0.2.21 CARCINOGENICITY
  • 0.2.21.1 IARC CATEGORY
    • A) IARC Carcinogenicity Ratings for CAS94-75-7 (International Agency for Research on Cancer (IARC), 2016; International Agency for Research on Cancer, 2015; IARC Working Group on the Evaluation of Carcinogenic Risks to Humans, 2010; IARC Working Group on the Evaluation of Carcinogenic Risks to Humans, 2010a; IARC Working Group on the Evaluation of Carcinogenic Risks to Humans, 2008; IARC Working Group on the Evaluation of Carcinogenic Risks to Humans, 2007; IARC Working Group on the Evaluation of Carcinogenic Risks to Humans, 2006; IARC, 2004):
      • 1) Not Listed
    • B) IARC Carcinogenicity Ratings for CAS93-76-5 (International Agency for Research on Cancer (IARC), 2016; International Agency for Research on Cancer, 2015; IARC Working Group on the Evaluation of Carcinogenic Risks to Humans, 2010; IARC Working Group on the Evaluation of Carcinogenic Risks to Humans, 2010a; IARC Working Group on the Evaluation of Carcinogenic Risks to Humans, 2008; IARC Working Group on the Evaluation of Carcinogenic Risks to Humans, 2007; IARC Working Group on the Evaluation of Carcinogenic Risks to Humans, 2006; IARC, 2004):
      • 1) Not Listed
    • C) IARC Carcinogenicity Ratings for CAS94-74-6 (International Agency for Research on Cancer (IARC), 2016; International Agency for Research on Cancer, 2015; IARC Working Group on the Evaluation of Carcinogenic Risks to Humans, 2010; IARC Working Group on the Evaluation of Carcinogenic Risks to Humans, 2010a; IARC Working Group on the Evaluation of Carcinogenic Risks to Humans, 2008; IARC Working Group on the Evaluation of Carcinogenic Risks to Humans, 2007; IARC Working Group on the Evaluation of Carcinogenic Risks to Humans, 2006; IARC, 2004):
      • 1) Not Listed
    • D) IARC Carcinogenicity Ratings for CAS93-65-2 (International Agency for Research on Cancer (IARC), 2016; International Agency for Research on Cancer, 2015; IARC Working Group on the Evaluation of Carcinogenic Risks to Humans, 2010; IARC Working Group on the Evaluation of Carcinogenic Risks to Humans, 2010a; IARC Working Group on the Evaluation of Carcinogenic Risks to Humans, 2008; IARC Working Group on the Evaluation of Carcinogenic Risks to Humans, 2007; IARC Working Group on the Evaluation of Carcinogenic Risks to Humans, 2006; IARC, 2004):
      • 1) Not Listed
  • 0.2.21.2 HUMAN OVERVIEW
    • A) Human studies show conflicting results. Some studies have suggested a relationship between chlorophenoxy herbicides and both soft tissue sarcoma and non-Hodgkin's lymphoma, while others have not. There is limited evidence of an association with prostate carcinoma.

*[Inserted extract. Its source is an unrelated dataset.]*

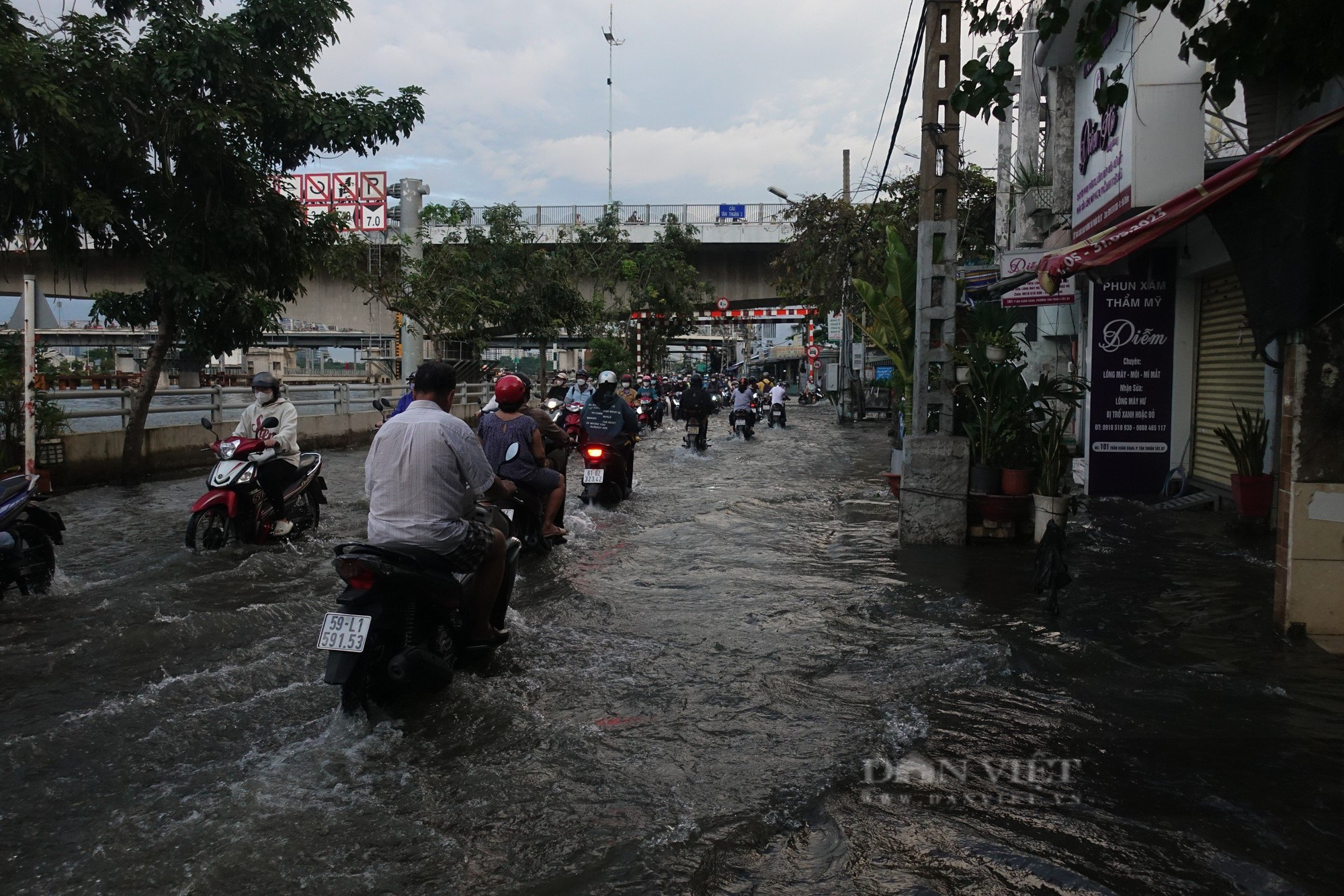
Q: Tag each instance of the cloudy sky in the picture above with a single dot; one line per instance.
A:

  • 0.2.21.3 ANIMAL OVERVIEW
    • A) Animal studies are limited, but have generally been negative.
0.2.22 GENOTOXICITY
  • A) The chlorophenoxy herbicides have produced mixed negative and positive responses in various genotoxicity test systems. A recent review found no evidence of genotoxic or mutagenic potential in vitro and in vivo for 2,4-D.

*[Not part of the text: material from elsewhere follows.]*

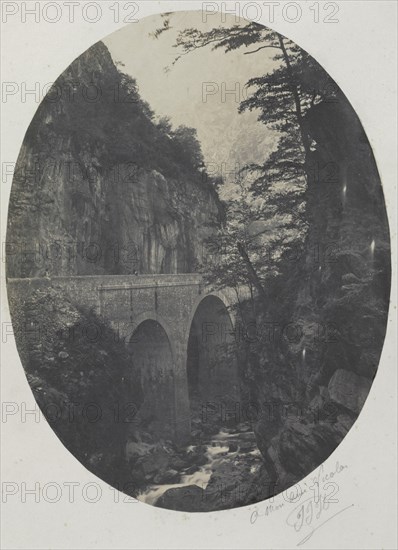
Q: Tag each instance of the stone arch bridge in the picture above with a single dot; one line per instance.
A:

  • B) One study was conducted to determine whether or not New Zealand Vietnam War veterans showed evidence of genetic disturbances arising as a consequence of their now confirmed exposure to chlorophenoxy herbicides. During 1965 to 1971, more than 76 million liters of phenoxylic herbicides were sprayed over parts of Southern Vietnam and Laos. A sample group of 24 New Zealand Vietnam War veterans and 23 control volunteers were compared using a sister chromatid exchange (SCE) analysis. The results showed a significant difference between the mean of the experimental group and the mean of the control group (11.05 vs 8.18; p<0.001). The experimental group also had an extremely elevated proportion of cells with high SCE frequencies (HFCs) above the 95th percentile compared to the controls (11% and 0.07%, respectively) (Rowland et al, 2007).